Unemployment rate falls as May jobs report shows surprising growth
COLUMBIA – The U.S. Bureau of Labor Statistics released its May jobs report Friday morning, and national unemployment declined to 13.3%.
According to the report, the U.S. added 2.5 million jobs in May. This was a sharp departure from what most economists thought the report would show.
Martha Steffens is a professor in business and financial reporting at MU. Before Friday's report was released, she expected the data to show a national unemployment rate near 20%, which she said could have reflected the high water mark for the COVID-19 pandemic.
“In my estimation, I think it will be a peak,” Steffens said. “The nation is beginning to reopen, and I think the nation’s going to stay open.”
It now appears like April may have been the peak for COVID-19-related job losses. Last month, the Bureau of Labor Statistics reported a record unemployment rate of 14.7% after 20.5 million people lost their jobs in April. This wiped out a decade of job growt
The BLS collects data for the report in the middle of each month. Steffens and many other economists thought national unemployment numbers could have been higher in Friday's report because most states still had restrictions on businesses when the data was collected for the May report.
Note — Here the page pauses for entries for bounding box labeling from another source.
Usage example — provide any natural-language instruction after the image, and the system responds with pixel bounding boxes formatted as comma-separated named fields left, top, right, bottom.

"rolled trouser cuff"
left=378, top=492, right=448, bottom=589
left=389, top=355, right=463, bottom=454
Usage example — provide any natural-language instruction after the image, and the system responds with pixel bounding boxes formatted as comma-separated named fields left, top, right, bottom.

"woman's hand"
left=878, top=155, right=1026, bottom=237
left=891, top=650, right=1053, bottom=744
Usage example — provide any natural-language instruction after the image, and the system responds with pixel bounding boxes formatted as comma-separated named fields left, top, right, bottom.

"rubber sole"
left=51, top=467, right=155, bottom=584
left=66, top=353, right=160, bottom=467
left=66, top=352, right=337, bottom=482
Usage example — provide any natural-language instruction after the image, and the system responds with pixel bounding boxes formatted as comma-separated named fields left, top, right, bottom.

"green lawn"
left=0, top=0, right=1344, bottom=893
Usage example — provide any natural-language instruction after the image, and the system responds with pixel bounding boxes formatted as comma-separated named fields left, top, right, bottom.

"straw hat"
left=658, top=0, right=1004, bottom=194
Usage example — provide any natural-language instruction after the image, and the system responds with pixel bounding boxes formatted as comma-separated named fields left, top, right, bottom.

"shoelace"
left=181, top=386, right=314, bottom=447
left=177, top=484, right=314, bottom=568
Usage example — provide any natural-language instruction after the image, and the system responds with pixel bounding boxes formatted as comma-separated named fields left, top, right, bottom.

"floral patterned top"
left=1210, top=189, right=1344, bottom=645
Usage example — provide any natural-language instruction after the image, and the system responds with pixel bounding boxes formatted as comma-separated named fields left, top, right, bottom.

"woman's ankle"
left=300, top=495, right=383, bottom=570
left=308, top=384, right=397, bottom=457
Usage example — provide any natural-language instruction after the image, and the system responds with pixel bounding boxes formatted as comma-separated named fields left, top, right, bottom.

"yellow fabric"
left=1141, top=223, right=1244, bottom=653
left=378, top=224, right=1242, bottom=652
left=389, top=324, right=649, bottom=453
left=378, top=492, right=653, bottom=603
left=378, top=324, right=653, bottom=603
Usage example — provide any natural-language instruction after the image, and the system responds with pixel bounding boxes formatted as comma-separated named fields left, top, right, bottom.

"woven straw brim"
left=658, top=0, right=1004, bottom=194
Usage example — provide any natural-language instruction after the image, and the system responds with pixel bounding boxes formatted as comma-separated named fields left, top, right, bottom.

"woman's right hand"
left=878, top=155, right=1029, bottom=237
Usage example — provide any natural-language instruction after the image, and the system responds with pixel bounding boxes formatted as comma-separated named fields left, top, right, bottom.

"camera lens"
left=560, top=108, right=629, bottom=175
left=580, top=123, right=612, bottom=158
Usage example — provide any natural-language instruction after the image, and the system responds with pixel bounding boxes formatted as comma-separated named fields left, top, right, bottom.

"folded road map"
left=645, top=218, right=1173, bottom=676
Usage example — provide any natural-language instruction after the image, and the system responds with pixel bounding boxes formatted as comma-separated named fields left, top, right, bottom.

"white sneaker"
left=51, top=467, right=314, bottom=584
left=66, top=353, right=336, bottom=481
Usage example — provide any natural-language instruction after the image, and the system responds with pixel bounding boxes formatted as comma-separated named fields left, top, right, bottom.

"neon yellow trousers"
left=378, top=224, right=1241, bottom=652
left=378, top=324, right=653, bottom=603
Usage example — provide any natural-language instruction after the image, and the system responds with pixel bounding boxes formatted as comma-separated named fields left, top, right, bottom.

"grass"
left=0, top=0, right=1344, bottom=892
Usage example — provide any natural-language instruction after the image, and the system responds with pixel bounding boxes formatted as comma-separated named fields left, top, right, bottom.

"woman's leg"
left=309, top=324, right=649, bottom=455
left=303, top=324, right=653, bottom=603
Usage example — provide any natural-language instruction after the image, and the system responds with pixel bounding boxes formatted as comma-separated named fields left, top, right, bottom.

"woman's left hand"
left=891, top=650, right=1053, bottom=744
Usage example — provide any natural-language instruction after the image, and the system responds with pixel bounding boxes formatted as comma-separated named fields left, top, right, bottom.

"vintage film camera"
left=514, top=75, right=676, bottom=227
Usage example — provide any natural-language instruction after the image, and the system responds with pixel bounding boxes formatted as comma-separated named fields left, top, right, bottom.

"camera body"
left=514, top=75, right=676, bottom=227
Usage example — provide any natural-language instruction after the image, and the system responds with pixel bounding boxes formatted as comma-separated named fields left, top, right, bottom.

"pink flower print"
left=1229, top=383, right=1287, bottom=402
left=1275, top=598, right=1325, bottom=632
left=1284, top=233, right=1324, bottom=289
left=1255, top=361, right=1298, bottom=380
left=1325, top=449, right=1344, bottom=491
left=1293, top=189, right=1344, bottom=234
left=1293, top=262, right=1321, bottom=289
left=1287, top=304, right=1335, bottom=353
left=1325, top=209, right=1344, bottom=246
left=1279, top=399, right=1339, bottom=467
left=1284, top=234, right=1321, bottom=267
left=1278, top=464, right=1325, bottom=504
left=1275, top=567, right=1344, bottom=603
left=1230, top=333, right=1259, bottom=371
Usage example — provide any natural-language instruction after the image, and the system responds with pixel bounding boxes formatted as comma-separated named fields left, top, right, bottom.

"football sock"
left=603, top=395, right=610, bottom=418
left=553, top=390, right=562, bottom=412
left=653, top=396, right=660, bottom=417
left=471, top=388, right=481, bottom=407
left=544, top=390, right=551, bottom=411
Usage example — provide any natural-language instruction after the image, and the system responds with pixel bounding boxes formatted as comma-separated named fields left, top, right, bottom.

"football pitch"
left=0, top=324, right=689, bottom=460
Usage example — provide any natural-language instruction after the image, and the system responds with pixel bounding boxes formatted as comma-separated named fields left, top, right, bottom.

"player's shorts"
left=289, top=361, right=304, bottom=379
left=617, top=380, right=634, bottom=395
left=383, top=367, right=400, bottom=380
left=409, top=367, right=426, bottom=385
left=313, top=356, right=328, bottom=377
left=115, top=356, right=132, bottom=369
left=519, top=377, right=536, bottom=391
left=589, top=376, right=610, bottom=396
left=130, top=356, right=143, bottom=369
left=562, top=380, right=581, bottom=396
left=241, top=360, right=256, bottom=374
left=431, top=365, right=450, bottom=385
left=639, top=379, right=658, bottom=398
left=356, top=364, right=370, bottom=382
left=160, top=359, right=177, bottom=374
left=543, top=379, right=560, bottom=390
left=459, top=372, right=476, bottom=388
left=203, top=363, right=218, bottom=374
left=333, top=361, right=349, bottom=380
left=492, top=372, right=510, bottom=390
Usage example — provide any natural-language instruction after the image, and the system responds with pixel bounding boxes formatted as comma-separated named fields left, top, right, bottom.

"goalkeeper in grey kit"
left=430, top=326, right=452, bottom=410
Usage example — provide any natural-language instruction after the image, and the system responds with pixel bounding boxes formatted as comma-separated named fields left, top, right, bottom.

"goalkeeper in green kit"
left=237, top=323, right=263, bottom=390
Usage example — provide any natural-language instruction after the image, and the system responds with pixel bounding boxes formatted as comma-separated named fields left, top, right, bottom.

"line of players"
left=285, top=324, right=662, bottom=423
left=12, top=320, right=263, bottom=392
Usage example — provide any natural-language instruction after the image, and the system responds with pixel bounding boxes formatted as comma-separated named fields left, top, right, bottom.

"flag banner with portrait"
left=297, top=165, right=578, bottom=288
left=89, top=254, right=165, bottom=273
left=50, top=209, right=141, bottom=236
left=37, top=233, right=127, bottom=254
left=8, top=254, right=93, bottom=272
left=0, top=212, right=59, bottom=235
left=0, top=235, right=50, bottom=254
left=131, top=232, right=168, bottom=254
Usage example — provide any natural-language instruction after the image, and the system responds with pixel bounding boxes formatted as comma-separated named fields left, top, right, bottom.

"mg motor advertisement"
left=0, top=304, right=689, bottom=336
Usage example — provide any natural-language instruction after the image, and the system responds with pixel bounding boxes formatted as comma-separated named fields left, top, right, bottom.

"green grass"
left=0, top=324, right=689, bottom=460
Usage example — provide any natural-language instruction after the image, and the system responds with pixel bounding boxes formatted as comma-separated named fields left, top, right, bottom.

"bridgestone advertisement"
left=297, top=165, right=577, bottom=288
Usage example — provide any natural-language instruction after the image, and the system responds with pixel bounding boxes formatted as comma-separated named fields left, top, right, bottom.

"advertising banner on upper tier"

For Missouri, a state that has been reopening since May 4, Steffens said she predicts that unemployment rate for the state is lower than the national number.
Missouri “never really went dark,” Steffens said.
“If you really look at it, we didn’t shut down the way others did," Steffens said.
On Monday, Gov. Mike Parson said Missouri saw a decline of more than 300,000 jobs in March and April, which represents more than 10% of the state's labor force.
“We could have never imagined this is where we would be today,” Parson said.
According to Missouri’s Department of Labor and Industrial Relations, the number of initial unemployment claims each week in the state has declined over the course of the pandemic, particularly in May.
During the week of May 2, more than 52,000 Missourians filed unemployment claims. Four weeks later, around 20,000 Missourians filed initial unemployment claims during the week of May 30.
Steffens said the May jobs report may not depict the current employment situation in Missouri, but it should show a snapshot of how greatly the COVID-19 pandemic has affected workers in America.
This story has been updated to reflect the data released in the Bureau of Labor Statistic's May jobs report.